Anyway, I haven’t seen or talked to E since her daughter’s birthday party in May. Then I got a text from her over the weekend saying she misses me and wants us to go out for dinner and drinks with her this coming weekend for her birthday. I applaud a good birthday celebration but it’s irritating to me that I don’t hear from her in seven months and now she wants me to go celebrate her birthday. Where have you been the past seven months?!?! I gave up inviting her over when we had get togethers for football games, or inviting her for a beach day, because every time I’d ask she’d say she couldn’t go. So, I just stopped asking. (She’s also the friend who posted this article on Facebook that irritated me). To me it seems like the only time I hear from her is when it’s her birthday or one of her kid’s birthdays. I’m a birthday friend. I realize life is busy with two kids but I have plenty of other friends who make an effort and they have children – like M who has two kids, or my friend L who always makes an effort to hang out with me and as couples with our husbands – L and I even went on a girls weekend and she has two kids. So, even though I don’t see M as much as I want to and she’s had to cancel plans on me in the past, at least she makes an effort. She’ll invite me to the kids event but she also realizes that I’m not very interested or motivated to attend them so she’ll also make an effort to do friends things too. L doesn’t even invite me to her kids events, only our “adult events”.

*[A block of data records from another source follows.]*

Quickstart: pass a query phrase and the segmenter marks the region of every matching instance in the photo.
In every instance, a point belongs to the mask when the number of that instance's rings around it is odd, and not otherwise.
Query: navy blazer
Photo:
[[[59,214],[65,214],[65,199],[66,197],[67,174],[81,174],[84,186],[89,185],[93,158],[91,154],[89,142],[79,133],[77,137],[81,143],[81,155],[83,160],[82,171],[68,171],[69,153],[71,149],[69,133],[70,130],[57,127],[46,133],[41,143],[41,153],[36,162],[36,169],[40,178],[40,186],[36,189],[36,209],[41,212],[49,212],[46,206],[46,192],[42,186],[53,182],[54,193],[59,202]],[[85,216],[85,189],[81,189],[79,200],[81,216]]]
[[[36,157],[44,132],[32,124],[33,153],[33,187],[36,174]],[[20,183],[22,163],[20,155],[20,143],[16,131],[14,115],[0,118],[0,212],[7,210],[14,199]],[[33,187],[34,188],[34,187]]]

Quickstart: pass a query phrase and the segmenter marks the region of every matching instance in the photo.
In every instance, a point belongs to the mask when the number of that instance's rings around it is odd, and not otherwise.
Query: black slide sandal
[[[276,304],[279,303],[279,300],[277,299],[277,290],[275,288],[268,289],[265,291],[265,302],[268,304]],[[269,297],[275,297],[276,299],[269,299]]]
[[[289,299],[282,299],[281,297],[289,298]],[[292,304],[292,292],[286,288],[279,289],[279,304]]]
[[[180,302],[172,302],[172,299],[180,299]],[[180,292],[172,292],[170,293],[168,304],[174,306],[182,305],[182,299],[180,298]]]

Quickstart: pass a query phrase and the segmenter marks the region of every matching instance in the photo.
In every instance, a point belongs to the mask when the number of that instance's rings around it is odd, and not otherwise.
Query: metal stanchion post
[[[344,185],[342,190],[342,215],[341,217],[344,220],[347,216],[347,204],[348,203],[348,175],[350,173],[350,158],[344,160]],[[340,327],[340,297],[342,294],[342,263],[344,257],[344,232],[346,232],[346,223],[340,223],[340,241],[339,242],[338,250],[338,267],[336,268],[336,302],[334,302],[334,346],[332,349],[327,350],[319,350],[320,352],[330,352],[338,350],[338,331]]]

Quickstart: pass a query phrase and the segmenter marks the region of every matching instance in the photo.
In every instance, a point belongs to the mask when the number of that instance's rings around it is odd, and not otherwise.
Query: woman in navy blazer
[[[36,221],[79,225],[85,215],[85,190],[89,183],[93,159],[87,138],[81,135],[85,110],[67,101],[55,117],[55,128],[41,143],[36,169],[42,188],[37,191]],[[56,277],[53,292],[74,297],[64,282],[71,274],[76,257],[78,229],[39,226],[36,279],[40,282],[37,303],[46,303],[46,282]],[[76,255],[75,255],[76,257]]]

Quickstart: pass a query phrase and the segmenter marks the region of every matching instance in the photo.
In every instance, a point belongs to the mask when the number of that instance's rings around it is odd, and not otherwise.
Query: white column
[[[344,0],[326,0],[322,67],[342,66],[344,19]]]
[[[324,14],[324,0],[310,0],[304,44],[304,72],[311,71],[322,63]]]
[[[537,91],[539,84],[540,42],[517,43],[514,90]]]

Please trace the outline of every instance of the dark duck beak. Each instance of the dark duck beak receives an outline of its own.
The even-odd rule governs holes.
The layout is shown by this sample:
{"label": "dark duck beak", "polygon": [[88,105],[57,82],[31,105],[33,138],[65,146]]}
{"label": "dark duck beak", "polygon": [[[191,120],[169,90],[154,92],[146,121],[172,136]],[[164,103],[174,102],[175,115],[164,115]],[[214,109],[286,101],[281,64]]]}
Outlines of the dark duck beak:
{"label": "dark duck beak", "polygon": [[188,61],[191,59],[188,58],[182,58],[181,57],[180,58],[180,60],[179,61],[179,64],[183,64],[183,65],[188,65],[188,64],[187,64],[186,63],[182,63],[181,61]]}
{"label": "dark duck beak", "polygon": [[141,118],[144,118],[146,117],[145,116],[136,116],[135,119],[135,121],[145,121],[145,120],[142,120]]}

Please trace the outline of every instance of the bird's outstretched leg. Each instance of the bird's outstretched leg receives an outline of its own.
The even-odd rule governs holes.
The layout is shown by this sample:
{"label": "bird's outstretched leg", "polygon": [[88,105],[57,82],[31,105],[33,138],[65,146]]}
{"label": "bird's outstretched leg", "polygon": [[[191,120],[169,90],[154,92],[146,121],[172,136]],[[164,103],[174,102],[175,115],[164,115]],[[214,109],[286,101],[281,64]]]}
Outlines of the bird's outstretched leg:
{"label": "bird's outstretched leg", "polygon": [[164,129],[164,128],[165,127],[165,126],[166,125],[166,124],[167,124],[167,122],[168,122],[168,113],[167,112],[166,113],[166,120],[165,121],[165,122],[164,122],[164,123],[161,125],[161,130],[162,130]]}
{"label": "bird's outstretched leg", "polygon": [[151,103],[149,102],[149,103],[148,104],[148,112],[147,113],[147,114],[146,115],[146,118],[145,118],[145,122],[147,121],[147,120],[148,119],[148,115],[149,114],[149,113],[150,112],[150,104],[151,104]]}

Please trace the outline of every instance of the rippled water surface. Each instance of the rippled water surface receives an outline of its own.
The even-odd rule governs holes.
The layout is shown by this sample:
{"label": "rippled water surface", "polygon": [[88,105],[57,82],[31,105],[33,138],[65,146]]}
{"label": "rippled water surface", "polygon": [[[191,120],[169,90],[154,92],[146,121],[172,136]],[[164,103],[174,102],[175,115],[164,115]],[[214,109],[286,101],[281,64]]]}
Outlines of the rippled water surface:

And, when I told her we already had plans this weekend, she mentioned about wanting to do it sooner rather than later because her friend is ready to pop with her fourth child. That certainly wasn’t going to sway my decision and make me want to cancel the plans I already had. I really don’t care to see that girl or even hear about that girl. I don’t care about her FOURTH pregnancy and the imminent arrival of her daughter. Whom she plans to name Charlotte. I’m sure because of Princess Kate and her daughter,because this girl fancies herself to be royalty. So no, I don’t feel like having to arrange my life around her baby popping schedule. I’m sure I’ll have to hear about it anyway because her sister will be at dinner with us, and at that point I’ll put my best Kanye face on, but I don’t have to like it.
This post probably makes me sound more angry than I truly am. I find the whole situation annoying, but I’m not angry or pissed about it. I find it almost humorous because it is so predictable and indicative of what our relationship has become. And it amuses me that not even a week after laughing about it with M she did it again. Her ears must have been ringing.